Open eze1981 opened 2 years ago
This is excellent work. I did/do not have the underlying fluency in the way AWS routes work on non-default VPCs - I just happen to have never touched that before - so thank you!
Some high level questions and comments for you:
Credentials and Code Stuff:
deployment_helpers/configuration_utils.py
file exists to validate credentials and provide useful feedback to the user, so you will need to update that.
This is because we have to support non-sysadmins - usually data scientists, so they can Python and SSH and report problems pretty well, but may not know AWS jargon - so any additions will need some frankly-pedantic-and-annoying-to-write-credential-validation-code, sorry.Code quibble:
You've removed a try-except block that handled an InvalidSecurityGroupNameException
- this styling is used intentionally to make the code explicit, and to make the code explode with a reportable stack trace and stop if some different error occurs. I do see other places where you are testing against None
- I haven't gone through in detail, but I would like you to use convert to exception casing wherever possible.
High level questions:
I'm using a non-default VPC just because it is what I have available in my account; the VPC is owned and shared from another account and that is the one that I want to use. But all the routing in default or non-default VPCs is the same.
It is a best practice to have in your public subnets (or DMZs) only the resources that need to be reached directly from the internet, for example, webservers. Then, databases and any other kind of background processing server can be buried into private subnets. That will prevent exposing your database by mistake for example if a wrong security group is associated with it.
For the dashboard implementation, integration between all the system components is managed today through the database. If you want to keep it simple, what about sending updates from the data processing server to the database, and logging the server activity in the DB? Then you can easily query from the database and identify if the server wasn't able to make any progress in the last x minutes on some particular task. Also, it would be convenient to improve the error handling on the data processing server to catch any exceptions and notify about them.
I noted that there was a lot of effort in the project to create the AWS infrastructure using directly the boto3 API. Did you consider switching to an IaC (Infrastructure as Code) approach? Tools like AWS CDK or Terraform can be very handy with that, and simplify a lot that piece. Also, if you implement that part in Terraform it will be a bit easier if in the future you want to add support for GCP or Azure. Are you interested in that?
Credentials and Code Stuff:
Code quibble:
That exception bit me a couple of times. I changed the way that the code in cluster_management\deployment_helpers\aws\security_groups.py
queries for a security group. I made that change because there are some parameters in the ec2.describe_security_groups
API that are not compatible with non-default VPCs. Current code should work in both scenarios, default and non-default VPC.

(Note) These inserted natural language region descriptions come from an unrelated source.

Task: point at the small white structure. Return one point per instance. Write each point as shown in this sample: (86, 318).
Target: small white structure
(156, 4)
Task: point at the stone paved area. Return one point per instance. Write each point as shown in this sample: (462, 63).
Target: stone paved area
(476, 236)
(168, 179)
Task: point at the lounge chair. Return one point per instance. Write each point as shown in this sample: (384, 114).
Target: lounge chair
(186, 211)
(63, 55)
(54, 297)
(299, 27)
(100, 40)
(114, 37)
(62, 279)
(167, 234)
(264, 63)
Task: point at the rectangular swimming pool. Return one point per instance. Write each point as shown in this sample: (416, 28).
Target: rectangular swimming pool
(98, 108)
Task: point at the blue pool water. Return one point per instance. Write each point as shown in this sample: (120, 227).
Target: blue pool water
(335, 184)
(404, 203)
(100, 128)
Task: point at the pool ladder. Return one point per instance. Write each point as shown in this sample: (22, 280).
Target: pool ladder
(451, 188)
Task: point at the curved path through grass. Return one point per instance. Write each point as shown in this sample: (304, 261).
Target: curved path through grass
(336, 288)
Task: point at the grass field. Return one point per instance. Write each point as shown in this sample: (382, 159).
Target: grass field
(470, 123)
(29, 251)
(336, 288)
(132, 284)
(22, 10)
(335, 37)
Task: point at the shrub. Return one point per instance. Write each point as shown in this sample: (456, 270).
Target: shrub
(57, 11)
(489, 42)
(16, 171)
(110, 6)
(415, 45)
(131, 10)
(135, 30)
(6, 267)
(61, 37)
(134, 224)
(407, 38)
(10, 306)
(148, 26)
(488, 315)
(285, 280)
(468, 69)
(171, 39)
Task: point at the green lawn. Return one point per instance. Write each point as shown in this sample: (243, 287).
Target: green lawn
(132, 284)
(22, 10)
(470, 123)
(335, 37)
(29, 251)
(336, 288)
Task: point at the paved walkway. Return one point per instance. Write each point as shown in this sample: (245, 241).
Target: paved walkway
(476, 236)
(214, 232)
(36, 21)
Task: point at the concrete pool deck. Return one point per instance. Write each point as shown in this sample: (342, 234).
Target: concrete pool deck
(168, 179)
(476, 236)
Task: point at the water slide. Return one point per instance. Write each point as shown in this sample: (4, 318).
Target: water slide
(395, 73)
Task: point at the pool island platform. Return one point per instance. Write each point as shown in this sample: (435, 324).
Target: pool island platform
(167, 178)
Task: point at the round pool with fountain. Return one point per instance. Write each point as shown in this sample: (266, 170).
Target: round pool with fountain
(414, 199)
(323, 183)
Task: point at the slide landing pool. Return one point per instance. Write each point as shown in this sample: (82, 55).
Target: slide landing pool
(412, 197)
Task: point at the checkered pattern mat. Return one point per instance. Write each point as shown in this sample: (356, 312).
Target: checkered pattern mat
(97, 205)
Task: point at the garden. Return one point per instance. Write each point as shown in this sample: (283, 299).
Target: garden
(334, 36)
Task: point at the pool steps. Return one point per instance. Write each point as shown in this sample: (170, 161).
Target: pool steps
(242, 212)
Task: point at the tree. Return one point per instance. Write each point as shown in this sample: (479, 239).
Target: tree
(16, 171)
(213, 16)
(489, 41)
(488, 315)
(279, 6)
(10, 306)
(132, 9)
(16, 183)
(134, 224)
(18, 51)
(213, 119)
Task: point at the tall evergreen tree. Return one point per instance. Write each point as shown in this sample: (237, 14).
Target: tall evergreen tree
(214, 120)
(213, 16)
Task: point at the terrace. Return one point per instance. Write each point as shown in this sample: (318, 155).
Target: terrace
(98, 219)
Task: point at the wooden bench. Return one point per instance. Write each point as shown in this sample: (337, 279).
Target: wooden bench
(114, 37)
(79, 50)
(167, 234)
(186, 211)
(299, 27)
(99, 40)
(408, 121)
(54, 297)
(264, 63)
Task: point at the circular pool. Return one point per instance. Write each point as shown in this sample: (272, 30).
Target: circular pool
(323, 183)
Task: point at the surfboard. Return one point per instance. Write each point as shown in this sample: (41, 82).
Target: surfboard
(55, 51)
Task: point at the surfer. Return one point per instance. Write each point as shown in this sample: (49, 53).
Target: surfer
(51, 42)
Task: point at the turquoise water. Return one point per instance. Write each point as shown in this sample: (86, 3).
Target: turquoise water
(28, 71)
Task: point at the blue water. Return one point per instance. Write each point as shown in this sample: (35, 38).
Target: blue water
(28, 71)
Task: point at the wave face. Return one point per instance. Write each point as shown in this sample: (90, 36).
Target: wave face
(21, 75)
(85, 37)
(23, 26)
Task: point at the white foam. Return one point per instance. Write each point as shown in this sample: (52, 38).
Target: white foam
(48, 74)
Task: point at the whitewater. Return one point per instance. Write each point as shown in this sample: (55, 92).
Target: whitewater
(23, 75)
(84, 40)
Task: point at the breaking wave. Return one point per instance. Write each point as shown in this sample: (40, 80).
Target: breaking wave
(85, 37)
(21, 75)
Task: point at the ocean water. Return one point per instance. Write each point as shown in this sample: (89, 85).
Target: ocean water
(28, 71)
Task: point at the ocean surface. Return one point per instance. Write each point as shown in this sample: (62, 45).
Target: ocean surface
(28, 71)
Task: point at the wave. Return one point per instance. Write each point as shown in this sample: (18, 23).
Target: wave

You are right; I removed the try/catch in cluster_management/deployment_helpers/aws/elastic_compute_cloud.py
to avoid an anti-pattern. The Try/catch block is used for control flow. Now that you mention it, I realized this: https://stackoverflow.com/questions/16138232/is-it-a-good-practice-to-use-try-except-else-in-python. LOL
The way that get_security_group_by_name
works now, after the change mentioned above, it should return None if there is no sg found. I can make it throw an "InvalidSecurityGroupNameException" exception instead, and add the try/catch back on elastic_compute_cloud.py to control the program flow. I'm not a Python dev. =)
(Hey, thanks for this, I've skimmed, I'm gonna need to find some time to review. In the meantime, can you make sure you are rebased off of main
? There shouldn't be conflicts.)
Current launch_script.py assumes that a default VPC is available in the AWS account. That is not always true, also it does not allow control of the subnets where different resources will be deployed. For example, it will be useful to deploy the ElasticBeanstalk webserver in a public subnet and keep all other resources (RDS database, manager, and worker nodes) in private subnets.
I have a version of the repo that supports deployments in a non-default VPC but it breaks compatibility with default VPC installations. =)
This is the commit on my fork that adds this capability: https://github.com/ORC-RIS/beiwe-backend/commit/9483dc41ab9838c1fcb6b814e5a996b42626e9e0
This solution depends on four new configuration settings:
I included those settings in _globalconfiguration.json file. Is this the correct place for this kind of configuration?
Also, we need to identify a mechanism to determine when deployment needs to happen in a default-VPC with no specification about the subnets, and when it needs to happen in a non-deafult VPC being explicit about the subnets for each type of resource.